Trilhos abertos para Bicicleta

Foto Sergio Giusti
Desde o dia 17 de setembro de 2008, os ciclistas podem viajar com suas bicicletas nos trens do Metrô em todos os dias da semana, a partir das 20h30. O acesso é para no máximo 4 bicicletas por trem, embarcadas sempre no último vagão. O horário para os ciclistas usarem o sistema metroviário também foi ampliado. Com início previsto para o dia 20 de setembro de 2008, o novo horário dos sábados irá das 14h até o final da operação comercial (uma hora da manhã de domingo). Aos domingos e feriados, está garantido o acesso dos ciclistas durante todo o funcionamento do sistema: de 4h40 à meia-noite.
Fonte: Metrô-SP
A iniciativa é parte do plano de incentivo do Metrô que inclui ainda estacionamentos e bicicletas públicas.
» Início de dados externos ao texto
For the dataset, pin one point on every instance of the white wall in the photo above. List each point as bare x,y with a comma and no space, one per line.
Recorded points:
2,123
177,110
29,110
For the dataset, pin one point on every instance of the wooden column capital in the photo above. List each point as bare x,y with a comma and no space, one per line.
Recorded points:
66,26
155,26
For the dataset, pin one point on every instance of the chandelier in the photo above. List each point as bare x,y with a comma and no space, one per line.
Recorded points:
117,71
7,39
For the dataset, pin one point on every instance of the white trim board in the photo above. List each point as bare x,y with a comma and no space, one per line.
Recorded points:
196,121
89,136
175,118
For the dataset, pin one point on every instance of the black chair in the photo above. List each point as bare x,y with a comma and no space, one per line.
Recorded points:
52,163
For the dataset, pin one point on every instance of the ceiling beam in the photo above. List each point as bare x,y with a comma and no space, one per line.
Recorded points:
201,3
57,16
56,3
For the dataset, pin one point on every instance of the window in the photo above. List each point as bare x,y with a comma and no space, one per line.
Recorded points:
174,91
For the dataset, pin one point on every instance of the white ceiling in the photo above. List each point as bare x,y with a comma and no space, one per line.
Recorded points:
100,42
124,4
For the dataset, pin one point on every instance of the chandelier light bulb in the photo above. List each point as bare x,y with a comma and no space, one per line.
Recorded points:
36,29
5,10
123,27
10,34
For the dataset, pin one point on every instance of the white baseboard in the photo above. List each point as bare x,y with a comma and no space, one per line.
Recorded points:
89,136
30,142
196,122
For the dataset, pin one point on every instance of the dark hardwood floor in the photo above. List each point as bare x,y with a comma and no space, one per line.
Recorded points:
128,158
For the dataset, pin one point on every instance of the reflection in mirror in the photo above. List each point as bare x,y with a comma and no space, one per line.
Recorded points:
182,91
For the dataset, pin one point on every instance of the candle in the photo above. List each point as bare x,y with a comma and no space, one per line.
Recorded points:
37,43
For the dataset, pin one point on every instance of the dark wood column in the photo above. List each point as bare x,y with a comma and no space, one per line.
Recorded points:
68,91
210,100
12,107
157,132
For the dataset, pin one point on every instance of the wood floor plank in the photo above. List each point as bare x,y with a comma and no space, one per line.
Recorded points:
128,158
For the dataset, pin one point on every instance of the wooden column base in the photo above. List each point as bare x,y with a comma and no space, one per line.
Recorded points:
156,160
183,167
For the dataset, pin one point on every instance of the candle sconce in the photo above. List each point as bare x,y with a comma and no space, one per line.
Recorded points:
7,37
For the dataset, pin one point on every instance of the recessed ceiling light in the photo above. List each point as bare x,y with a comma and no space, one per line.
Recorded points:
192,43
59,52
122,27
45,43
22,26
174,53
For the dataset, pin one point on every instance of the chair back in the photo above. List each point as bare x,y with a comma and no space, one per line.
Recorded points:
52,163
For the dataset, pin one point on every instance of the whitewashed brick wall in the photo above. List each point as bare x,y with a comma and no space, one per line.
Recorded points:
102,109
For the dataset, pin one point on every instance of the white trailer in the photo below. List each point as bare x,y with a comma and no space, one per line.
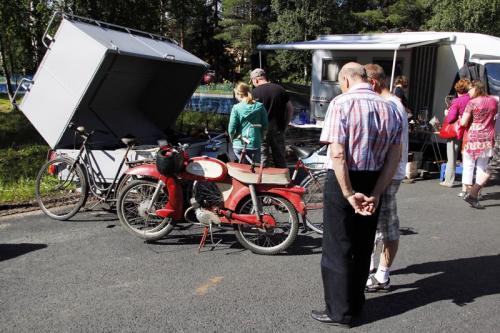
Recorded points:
430,61
113,80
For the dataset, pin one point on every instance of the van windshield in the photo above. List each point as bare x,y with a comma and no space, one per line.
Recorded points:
493,74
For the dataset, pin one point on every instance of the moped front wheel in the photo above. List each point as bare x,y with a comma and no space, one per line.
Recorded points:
135,215
268,240
61,188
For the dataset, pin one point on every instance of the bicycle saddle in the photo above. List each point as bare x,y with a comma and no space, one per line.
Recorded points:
303,152
128,140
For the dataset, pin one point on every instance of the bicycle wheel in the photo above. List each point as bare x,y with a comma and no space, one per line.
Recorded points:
61,188
313,199
132,208
269,241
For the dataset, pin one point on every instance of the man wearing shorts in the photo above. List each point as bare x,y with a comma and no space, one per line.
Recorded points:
388,221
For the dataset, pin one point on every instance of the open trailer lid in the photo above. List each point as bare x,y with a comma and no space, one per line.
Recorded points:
375,42
111,79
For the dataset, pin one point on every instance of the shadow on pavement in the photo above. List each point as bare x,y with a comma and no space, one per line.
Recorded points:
9,251
303,244
461,281
406,231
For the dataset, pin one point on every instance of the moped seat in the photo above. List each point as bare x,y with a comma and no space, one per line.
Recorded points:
303,152
128,140
244,174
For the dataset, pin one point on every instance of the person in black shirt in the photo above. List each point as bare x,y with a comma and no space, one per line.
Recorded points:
279,112
400,83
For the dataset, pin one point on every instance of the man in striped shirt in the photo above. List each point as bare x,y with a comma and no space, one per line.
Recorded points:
363,131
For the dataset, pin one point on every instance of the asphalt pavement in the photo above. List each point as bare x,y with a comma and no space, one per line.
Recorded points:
90,275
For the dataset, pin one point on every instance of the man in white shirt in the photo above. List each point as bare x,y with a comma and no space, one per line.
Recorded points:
388,221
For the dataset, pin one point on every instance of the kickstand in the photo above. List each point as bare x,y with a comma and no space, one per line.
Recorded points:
208,230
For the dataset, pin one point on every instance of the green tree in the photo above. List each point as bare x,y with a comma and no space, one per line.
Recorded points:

Quem já pedala por São Paulo certamente irá se beneficiar da medida. Infelizmente os trens da CPTM ainda não irão aceitar as bicicletas durante a semana, mas ao menos o horário foi estendido nos fins de semana.
Cada vez mais bicicletas nas ruas em São Paulo e integradas ao Transporte Público é a melhor maneira de fazer com que todos os habitantes da cidade possam se deslocar mais facilmente.